Keywords: Macroeconomics & Money;
The confidence of those lending their international money is fragile. The tougher standards of security they now demand is one reason many debtors around the world are having their credit ratings downgraded.
Nowadays the lenders don’t look at just the state of a government’s books but at the nation’s as a whole. A country with sound public-sector accounts (ours are not too bad) but which is heavily borrowed overseas (as we are) may experience a credit downgrade (as we recently did).
That lenders are concerned with private-sector borrowing as well as that of the public sector was one of the harsh lessons learnt from the global financial crisis, when some countries – notably Iceland and Ireland, but don’t forget the UK, Germany and the US – suddenly found vast quantities of private debt dumped on the government. No longer could you pretend the two were independent.
This is particularly relevant to New Zealand, because before 2008 we explained to the credit-rating agencies that although we had a very high level of overseas borrowing by the private sector, the government accounts were in an excellent state (better than now) and they should give us a good credit rating. The agencies did, but that argument does not carry as much weight now. (The reasons our interest rates did not go up that much when the last downgrading was announced are that every-one expected it and lenders had already been raising their rates.)
Failing to appreciate this change led to a misinterpretation of the Treasury (Prefu) forecasts, released a month before the election. The Treasury expects we will grow around 3% annually over the next four years, while our trading partners grow closer to 4%, a figure based on the consensus forecasts of various international economic agencies.
That means the Treasury thinks we are growing slower than the rest of the world (despite the Canterbury earthquake rebuilding). If the international forecasts are optimistic (given subsequent events they probably are), then the New Zealand economy will grow more slowly, too.
Suppose the world forecasts are right. The Treasury thinks that over the next four years the whole country will borrow offshore a (net) total of more than $50 billion (or about $55 a person a week). It forecasts our net inter-national investment position – roughly how much we owe overseas – will deteriorate from 68.6% of GDP to 77.6% in four years’ time.

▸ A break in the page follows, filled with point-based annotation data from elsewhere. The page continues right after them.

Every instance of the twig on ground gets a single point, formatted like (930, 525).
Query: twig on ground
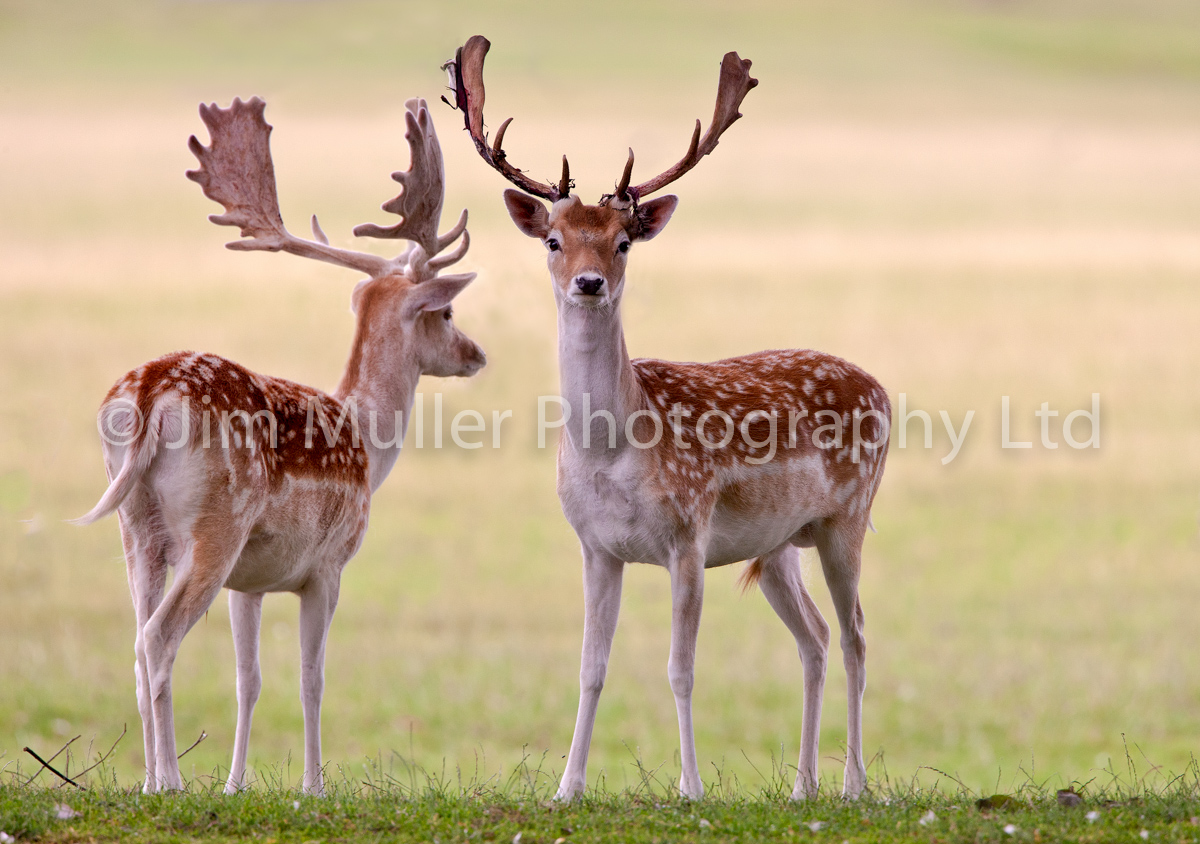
(203, 736)
(49, 767)
(101, 760)
(963, 785)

That makes a further credit downgrade more likely – especially if international financial confidence remains fragile – despite the reduced government borrowing. The forecasts expect the government to stop borrowing (net) in about three years’ time. The lenders will give us some credit for that but they will continue to worry about the ongoing offshore borrowing by the private sector. In any case, the Prefu is expecting interest rates to rise – by two percentage points in the next three years.

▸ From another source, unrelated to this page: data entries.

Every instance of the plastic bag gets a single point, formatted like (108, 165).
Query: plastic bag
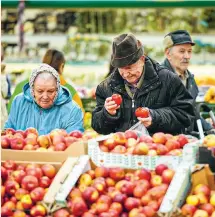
(139, 128)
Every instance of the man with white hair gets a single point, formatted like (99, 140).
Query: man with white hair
(178, 51)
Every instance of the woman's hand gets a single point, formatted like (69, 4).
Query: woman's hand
(146, 121)
(110, 106)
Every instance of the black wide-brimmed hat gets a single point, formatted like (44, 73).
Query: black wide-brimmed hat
(126, 50)
(177, 37)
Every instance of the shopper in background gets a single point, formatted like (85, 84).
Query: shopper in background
(141, 82)
(45, 105)
(178, 51)
(55, 59)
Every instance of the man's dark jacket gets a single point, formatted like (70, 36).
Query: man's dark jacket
(162, 92)
(193, 90)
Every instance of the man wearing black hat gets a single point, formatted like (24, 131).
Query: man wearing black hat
(178, 51)
(141, 82)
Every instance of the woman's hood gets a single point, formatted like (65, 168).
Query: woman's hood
(63, 96)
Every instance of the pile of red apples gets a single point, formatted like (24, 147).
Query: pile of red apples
(23, 188)
(200, 203)
(56, 140)
(115, 192)
(158, 144)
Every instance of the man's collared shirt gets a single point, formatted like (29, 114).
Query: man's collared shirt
(132, 88)
(183, 77)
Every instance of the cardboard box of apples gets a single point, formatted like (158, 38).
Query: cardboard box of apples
(23, 187)
(207, 151)
(200, 200)
(32, 144)
(128, 149)
(116, 192)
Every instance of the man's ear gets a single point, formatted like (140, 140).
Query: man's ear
(143, 58)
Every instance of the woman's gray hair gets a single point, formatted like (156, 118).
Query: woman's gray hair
(44, 68)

If this analysis is right – I hope it is not, but economic logic usually triumphs over hope – then the Government’s strategy is wrong, because it focuses only on the public-sector deficit, and ignores the private-sector’s borrowing. We should be addressing how to increase private savings, although we are unsure about what to do. Genial optimism is not a lot of help; you would be wise to be personally cautious.
How to prevent another downgrading and further interest rate hikes? If I were a Treasury economist dealing with a credit–rating agency, I would point out that around $20 billion of the (public and private) offshore borrowing of $50 billion is in effect the Canterbury earthquakes rebuilding programme, of which $13 billion is a cost to the Government. (It might help to have a mournful violin playing in the background.)
I’d deflect all questions about whether the Government can really keep to its spending reductions, and I’d highlight the Reserve Bank measures to prevent private debt ending up on the public balance sheet. The agencies are likely to say you can never predict how the next crisis might happen. I’d have my fingers crossed under the table.